There are a range of views as to the scope of what is included in, "hakol b'ydei shamayim," except yirah. The Rambam in Shmoneh Perakim takes an expansive view of free will and includes under the heading of yirah any decision that has moral or religious implications. Who you should marry, how you make your money, etc. all impact on mitzvos in some way (there is a mitzvah to get married, there is an issur of gezel) and therefore fall under the heading of yirah and are subject to free will. At the other extreme is the position of the Ishbitzer, who writes in a number of places that in truth even yirah itself is dictated by G-d and the gemara simply is telling us what we can tell is controlled by Hashem given our limited human frame of reference. Between these extremes are other positions, such as R' Dessler in Michtav who limits bechira to a single focal point that rises and falls with man's level of religious committment.

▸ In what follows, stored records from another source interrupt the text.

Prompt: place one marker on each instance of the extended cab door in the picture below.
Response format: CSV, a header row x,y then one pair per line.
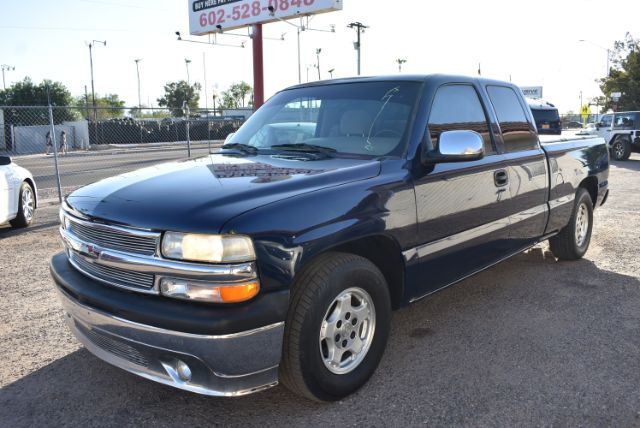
x,y
462,223
526,163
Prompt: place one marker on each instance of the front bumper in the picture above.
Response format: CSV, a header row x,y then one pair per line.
x,y
218,365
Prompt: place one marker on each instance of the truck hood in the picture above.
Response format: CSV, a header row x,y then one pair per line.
x,y
201,195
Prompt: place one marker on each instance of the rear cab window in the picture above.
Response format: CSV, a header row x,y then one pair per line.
x,y
517,133
625,121
545,115
606,120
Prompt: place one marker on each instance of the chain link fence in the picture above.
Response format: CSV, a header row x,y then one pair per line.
x,y
69,147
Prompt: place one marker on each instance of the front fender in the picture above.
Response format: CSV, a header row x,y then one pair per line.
x,y
290,233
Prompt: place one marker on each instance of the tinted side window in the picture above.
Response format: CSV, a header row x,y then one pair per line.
x,y
605,121
624,121
516,133
457,107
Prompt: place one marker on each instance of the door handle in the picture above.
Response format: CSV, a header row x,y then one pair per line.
x,y
501,178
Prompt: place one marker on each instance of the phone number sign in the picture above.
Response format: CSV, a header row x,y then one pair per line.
x,y
210,16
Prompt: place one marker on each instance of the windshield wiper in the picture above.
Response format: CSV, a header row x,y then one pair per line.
x,y
305,148
244,148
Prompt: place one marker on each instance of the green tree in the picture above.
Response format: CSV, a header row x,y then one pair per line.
x,y
107,107
624,76
176,93
28,94
239,95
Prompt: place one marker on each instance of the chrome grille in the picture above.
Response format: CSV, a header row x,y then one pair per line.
x,y
118,277
115,238
114,346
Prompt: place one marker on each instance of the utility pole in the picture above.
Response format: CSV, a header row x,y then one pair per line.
x,y
86,100
400,61
187,62
206,91
93,88
6,67
300,30
359,27
318,51
139,94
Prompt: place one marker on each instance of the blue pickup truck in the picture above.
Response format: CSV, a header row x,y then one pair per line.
x,y
280,257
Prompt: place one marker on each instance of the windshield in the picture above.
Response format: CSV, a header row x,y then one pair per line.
x,y
370,119
545,115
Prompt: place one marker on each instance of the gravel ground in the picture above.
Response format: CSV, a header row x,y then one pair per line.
x,y
529,342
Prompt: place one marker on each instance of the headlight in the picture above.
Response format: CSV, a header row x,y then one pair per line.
x,y
208,248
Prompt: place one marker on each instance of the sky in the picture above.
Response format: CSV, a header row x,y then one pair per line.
x,y
532,43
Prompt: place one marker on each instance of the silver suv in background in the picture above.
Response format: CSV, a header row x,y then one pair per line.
x,y
621,131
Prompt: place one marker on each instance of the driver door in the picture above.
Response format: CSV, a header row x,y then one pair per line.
x,y
462,220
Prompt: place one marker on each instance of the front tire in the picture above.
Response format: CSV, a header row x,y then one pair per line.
x,y
573,241
337,327
26,207
621,149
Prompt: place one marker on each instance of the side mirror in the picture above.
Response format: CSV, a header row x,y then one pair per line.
x,y
456,146
229,137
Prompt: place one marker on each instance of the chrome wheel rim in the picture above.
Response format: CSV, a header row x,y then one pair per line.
x,y
582,224
28,204
347,331
618,150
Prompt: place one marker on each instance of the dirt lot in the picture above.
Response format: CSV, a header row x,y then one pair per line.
x,y
529,342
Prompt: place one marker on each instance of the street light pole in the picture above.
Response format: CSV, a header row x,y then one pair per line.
x,y
6,67
139,94
359,27
318,51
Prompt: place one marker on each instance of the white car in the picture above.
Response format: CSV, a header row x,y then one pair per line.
x,y
18,199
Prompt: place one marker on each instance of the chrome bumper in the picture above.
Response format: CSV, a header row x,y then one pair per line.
x,y
227,365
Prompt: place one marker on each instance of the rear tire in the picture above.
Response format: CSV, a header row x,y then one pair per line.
x,y
621,149
573,241
337,327
26,207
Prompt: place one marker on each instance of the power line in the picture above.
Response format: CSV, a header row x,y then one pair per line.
x,y
107,3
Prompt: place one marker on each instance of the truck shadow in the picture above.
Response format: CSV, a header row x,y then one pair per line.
x,y
532,330
6,231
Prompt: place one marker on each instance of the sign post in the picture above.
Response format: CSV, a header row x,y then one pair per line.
x,y
258,67
585,112
217,16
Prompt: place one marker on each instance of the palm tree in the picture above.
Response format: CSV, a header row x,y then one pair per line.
x,y
400,61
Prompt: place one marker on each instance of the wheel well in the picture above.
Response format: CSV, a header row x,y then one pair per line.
x,y
385,253
591,185
33,187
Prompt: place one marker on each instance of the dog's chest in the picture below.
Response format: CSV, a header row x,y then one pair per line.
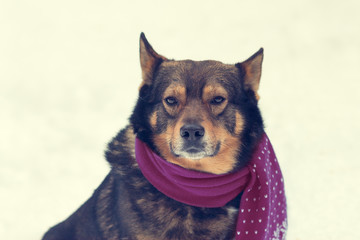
x,y
153,215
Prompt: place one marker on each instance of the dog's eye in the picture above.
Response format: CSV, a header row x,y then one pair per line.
x,y
217,100
171,101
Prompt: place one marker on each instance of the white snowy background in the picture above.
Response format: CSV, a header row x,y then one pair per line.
x,y
69,75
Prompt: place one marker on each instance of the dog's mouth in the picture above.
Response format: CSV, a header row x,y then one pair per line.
x,y
195,152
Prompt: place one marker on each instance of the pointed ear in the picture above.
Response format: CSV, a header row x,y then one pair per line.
x,y
252,71
149,60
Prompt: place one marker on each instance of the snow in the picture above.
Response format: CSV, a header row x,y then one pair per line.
x,y
69,75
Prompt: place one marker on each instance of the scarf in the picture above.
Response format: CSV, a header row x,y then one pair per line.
x,y
262,210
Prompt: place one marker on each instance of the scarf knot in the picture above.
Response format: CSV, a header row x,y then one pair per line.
x,y
262,211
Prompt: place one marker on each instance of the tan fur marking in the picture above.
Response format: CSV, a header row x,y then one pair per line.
x,y
153,120
179,92
210,92
223,162
239,123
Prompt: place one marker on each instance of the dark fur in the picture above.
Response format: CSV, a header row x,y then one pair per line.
x,y
126,205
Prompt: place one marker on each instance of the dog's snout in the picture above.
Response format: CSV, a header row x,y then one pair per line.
x,y
192,132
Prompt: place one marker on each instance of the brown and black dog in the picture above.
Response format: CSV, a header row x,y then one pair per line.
x,y
200,115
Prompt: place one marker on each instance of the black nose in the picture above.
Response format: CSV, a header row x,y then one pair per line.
x,y
192,132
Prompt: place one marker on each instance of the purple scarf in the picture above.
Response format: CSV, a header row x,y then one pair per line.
x,y
262,211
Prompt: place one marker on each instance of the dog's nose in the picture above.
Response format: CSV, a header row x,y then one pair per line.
x,y
192,132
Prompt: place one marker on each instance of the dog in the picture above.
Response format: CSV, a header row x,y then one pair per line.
x,y
200,116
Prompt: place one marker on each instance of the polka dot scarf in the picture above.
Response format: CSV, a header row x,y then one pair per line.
x,y
262,211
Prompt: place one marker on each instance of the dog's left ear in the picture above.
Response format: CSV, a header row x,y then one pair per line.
x,y
252,71
149,60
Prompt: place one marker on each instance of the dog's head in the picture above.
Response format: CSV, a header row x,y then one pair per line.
x,y
201,115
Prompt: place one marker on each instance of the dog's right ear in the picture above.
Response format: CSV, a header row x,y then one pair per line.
x,y
149,60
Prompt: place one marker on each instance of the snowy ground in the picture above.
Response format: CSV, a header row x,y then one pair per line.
x,y
69,74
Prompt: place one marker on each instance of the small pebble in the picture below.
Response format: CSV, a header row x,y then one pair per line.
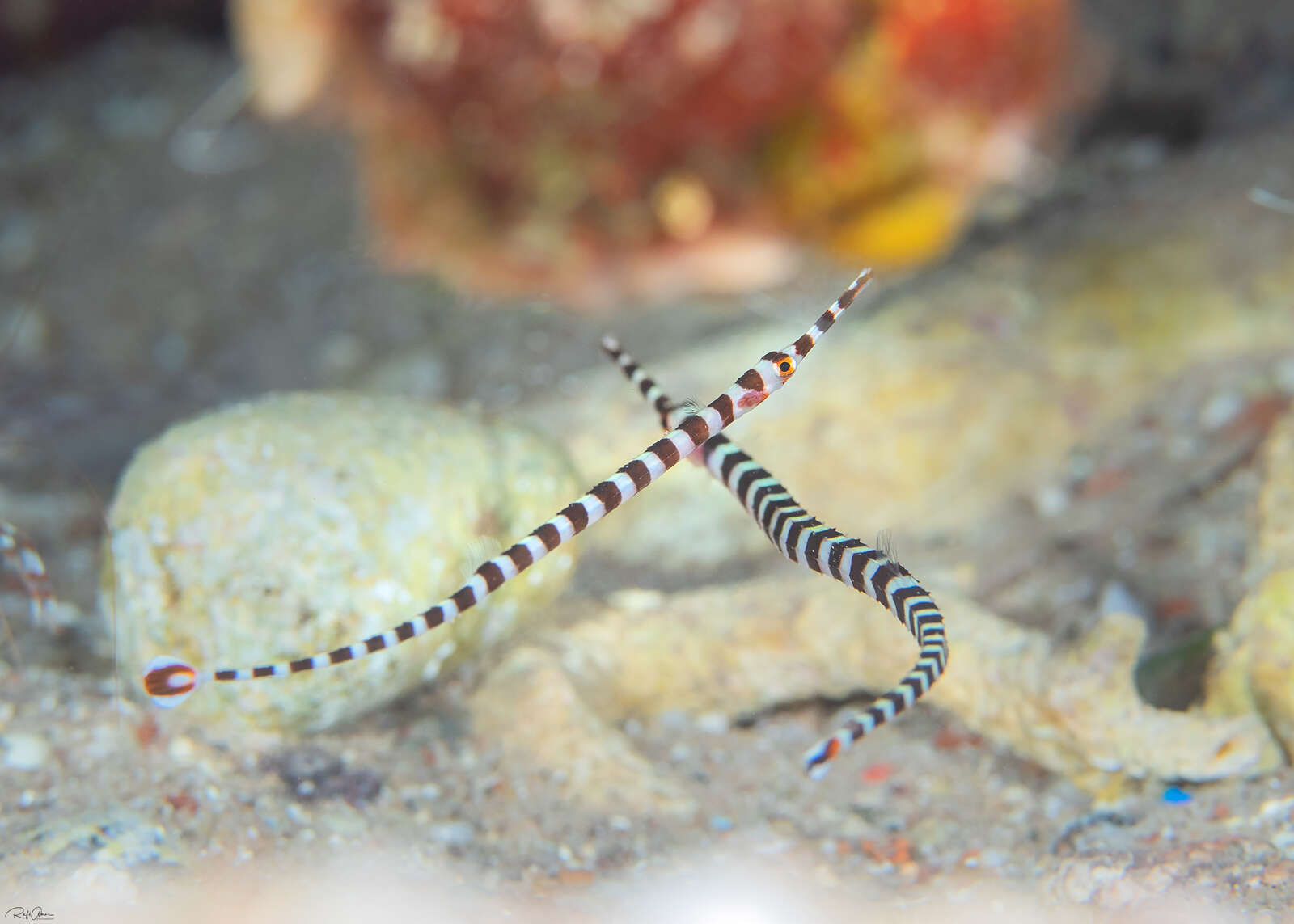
x,y
1220,411
183,749
713,724
1051,500
1285,376
453,833
25,751
620,823
1276,808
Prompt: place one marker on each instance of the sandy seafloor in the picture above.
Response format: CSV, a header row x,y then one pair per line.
x,y
152,293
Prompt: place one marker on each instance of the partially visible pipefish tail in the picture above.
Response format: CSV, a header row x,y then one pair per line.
x,y
802,538
168,681
26,562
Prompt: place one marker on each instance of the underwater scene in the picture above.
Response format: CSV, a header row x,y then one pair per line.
x,y
951,344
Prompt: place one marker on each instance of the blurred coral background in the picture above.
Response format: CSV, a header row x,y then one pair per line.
x,y
593,150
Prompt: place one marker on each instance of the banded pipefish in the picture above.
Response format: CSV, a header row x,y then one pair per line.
x,y
17,551
168,681
804,538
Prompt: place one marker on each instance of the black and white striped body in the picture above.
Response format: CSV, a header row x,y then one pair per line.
x,y
804,538
168,681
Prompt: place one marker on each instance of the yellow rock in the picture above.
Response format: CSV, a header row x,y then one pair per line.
x,y
298,523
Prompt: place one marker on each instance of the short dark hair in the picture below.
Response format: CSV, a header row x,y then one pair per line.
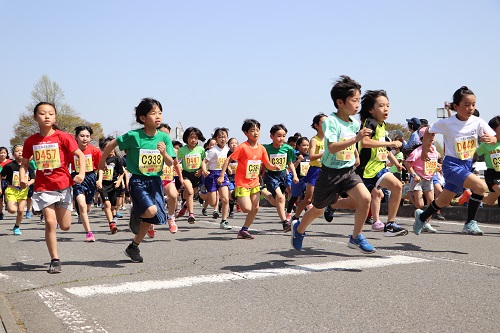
x,y
344,87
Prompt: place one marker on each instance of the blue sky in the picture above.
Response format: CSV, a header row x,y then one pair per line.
x,y
215,63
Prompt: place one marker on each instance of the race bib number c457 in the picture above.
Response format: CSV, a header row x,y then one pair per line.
x,y
465,147
150,160
253,169
46,156
279,160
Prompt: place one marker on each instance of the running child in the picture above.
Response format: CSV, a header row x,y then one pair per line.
x,y
282,155
14,195
461,134
337,174
249,155
316,150
84,193
211,168
52,151
147,150
190,156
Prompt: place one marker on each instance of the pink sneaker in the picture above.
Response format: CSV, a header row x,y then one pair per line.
x,y
378,226
171,225
89,237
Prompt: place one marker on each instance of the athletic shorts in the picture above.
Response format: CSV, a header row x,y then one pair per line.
x,y
374,182
245,192
192,178
274,180
492,177
331,183
87,188
312,175
61,198
146,192
211,181
455,171
13,194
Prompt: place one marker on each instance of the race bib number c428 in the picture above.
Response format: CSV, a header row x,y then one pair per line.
x,y
46,156
253,169
150,160
465,147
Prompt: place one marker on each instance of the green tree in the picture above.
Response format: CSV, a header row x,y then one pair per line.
x,y
46,90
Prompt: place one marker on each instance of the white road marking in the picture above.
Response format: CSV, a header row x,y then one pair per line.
x,y
73,319
143,286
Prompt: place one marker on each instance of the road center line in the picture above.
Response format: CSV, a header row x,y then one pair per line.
x,y
144,286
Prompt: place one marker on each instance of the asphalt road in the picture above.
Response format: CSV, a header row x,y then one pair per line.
x,y
204,279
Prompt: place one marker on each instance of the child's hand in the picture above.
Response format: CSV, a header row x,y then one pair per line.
x,y
365,131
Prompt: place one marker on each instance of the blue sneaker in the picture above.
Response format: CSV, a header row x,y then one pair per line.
x,y
361,244
418,224
297,238
17,231
472,228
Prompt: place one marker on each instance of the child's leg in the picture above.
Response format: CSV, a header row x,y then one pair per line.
x,y
360,198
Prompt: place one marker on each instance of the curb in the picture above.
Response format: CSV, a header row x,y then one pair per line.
x,y
8,324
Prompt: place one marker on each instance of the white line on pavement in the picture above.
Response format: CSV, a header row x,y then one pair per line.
x,y
143,286
73,319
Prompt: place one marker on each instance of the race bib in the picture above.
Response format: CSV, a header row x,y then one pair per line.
x,y
430,166
88,163
253,169
108,173
348,153
279,160
303,168
193,161
150,160
46,156
465,147
495,161
168,173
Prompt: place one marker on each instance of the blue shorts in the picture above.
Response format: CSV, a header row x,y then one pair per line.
x,y
374,182
211,181
455,171
146,192
299,188
312,175
87,187
275,179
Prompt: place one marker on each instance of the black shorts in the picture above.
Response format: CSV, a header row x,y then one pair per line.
x,y
331,183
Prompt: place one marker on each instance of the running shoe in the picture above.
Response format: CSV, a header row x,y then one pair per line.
x,y
181,212
172,226
328,214
224,225
472,228
428,228
134,253
55,266
17,231
296,238
378,226
244,234
392,229
151,231
89,237
361,244
113,228
418,224
287,226
438,216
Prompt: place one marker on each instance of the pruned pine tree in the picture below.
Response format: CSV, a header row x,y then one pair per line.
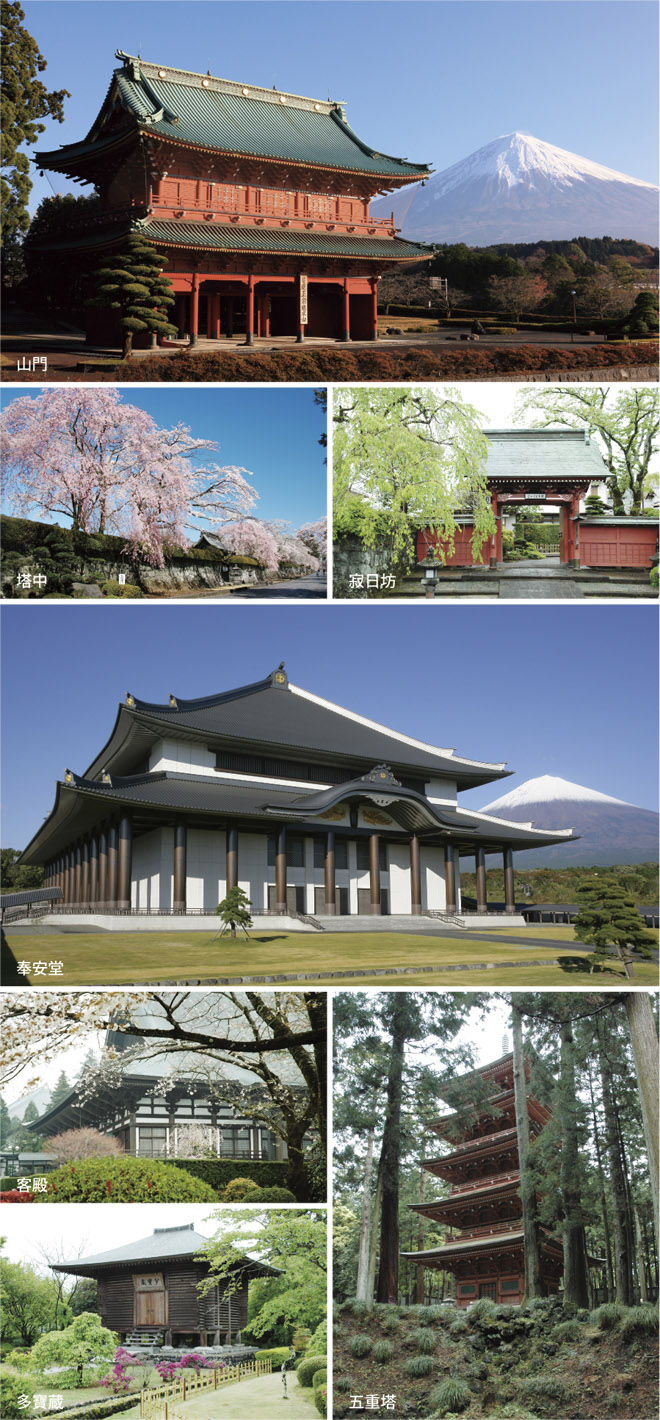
x,y
131,283
609,919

The Rambam (Hil Teshuvah ch 5) asks how we can reconcile G-d's foreknowledge of future events with our free will. If G-d knows what is going to happen, doesn't that mean our choices are already determined? The Rambam answers by quoting the words of the Navi, "Lo machshivosei machshivoseichem," G-d's knowledge is not like human knowledge. The clash between foreknowledge and free will is only a problem within our limited human frame of reference, but not from G-d's transcendent perspective.
Ra'avad sharply critiques both the Rambam's question and his answer. He charges that the Rambam's answer is no answer at all -- it just avoids the question by saying it is outside the boundaries of our comprehension. If the Rambam did not have an answer, says the Ra'avad, he should not have raised the issue in the first place. The Ra'avad then offers his own answer, that Hashem, "hei'sir zu ha'memshala m'yado u'mesarah b'yad ha'adam atzmo," He circumscribed his own power and turned this area of free will over to man. Hashem's knowledge is no different than an astrologer who may know the future, but whose knowledge does not have an impact on events themselves.
R' Ahron Soloveitchik (in Perach Mateh Aharon) teases an interesting lomdus out of the language of the Rambam and Ra'avad. The Ra'avad understands free will to be a function of, "hei'sir zu ha'memshala," of Hashem withdrawing his control. Not so the Rambam, who is unwilling to set any limits on Hashem's authority and is therefore forced into trying to come to grips with the head-on collision of free will vs. Hashem's knowledge.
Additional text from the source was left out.